The city again drew attention to itself in 1985 when the City Council voted to eliminate Christmas as a city holiday. The “Grinch law,” as it was called by some residents, was repealed in 1986.
Still, Heilman said, the city over the last three years has earned the respect of officials of other cities and is no longer considered a curiosity.
He cited a 30% decrease in the crime rate and a tough rent control law, which rolled back rental rates to 1984 levels and restricted annual rent increases, as the most significant accomplishments of the city.
“We’ve had our share of controversy. We’ve made mistakes,” Heilman said. “But, as a whole, I think we’re moving the city in the right direction.”
However, some residents, like Ron Stone, disagree.
Stone, one of the original leaders in the incorporation campaign, said: “Where we are right now, I’ve got some real problems. It’s not a perfect situation.”
Stone said the city is doing a bad job of resurfacing streets. “It’s not a very pleasant surface . . . not very pleasant to drive on,” he said. “And it’s going to be that way for the next 10 to 15 years.”
Stone also opposes a plan to construct a $25-million Civic Center in West Hollywood Park, saying it would limit the amount of green space in the city.

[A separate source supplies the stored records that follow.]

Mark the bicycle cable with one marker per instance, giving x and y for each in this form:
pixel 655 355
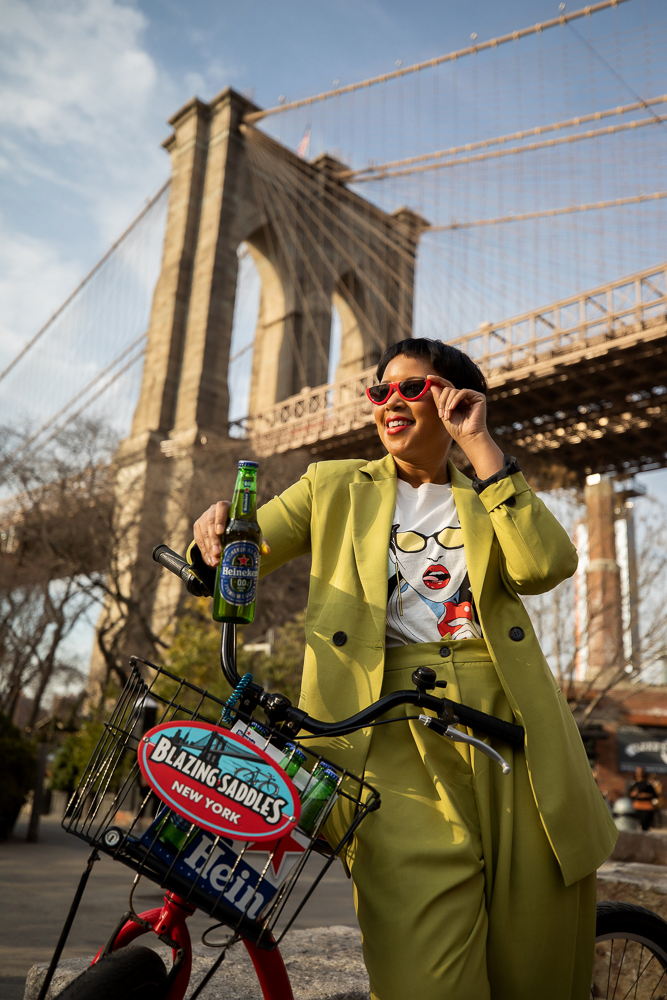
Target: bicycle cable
pixel 345 732
pixel 235 696
pixel 137 880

Ira Stein, one of the nine original cityhood committee members, agreed.
“West Hollywood is one of the most deficient cities in the state (in amount of parkland) because the city does not want to spend the money to acquire an appropriate Civic Center site, which is sad,” he said.

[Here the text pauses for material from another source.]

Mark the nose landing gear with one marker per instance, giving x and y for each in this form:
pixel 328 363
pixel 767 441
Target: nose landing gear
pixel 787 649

Officials maintain that current plans for the design of the center actually would increase green space by nearly one-third.
Stein said there are other problems. He said the cityhood committee had projected that a maximum of 30 staff members would be necessary for a city the size of West Hollywood.
“They’ve far exceeded what the projected staff was going to be,” Stein said. “They’ve hired staff to do things that are not necessary, when they could be spending more money to actually have better roads, better sewers and more social services.”
Viterbi said the number of staff was at about 100.
“I agree the number is bigger, but their projections were unrealistic,” he said. “We run a tight ship. The city provides a lot of services. Find me someone at City Hall who is not doing his job and I’ll fire him.”
Viterbi said he is pleased the way things are going and looks forward to adoption of the General Plan in the spring. The plan will determine how much development will be allowed in the 1.9-square-mile city.
For now, he said, the attention is on promoting the city’s design, entertainment and restaurant industries. An aggressive marketing scheme has been undertaken to create a new reputation for West Hollywood as the “creative city.”
Viterbi said once the General Plan and the Civic Center are approved, the hard work will be over.
“We’re getting to the point now where things might actually get boring,” Viterbi said. “Nothing will be as grand in scope as the first three years. My biggest fear is that as a city we will become bored with ourselves, with the major accomplishments already behind us.”
A public reception is scheduled for 5 p.m. today at Fiesta Hall in Plummer Park.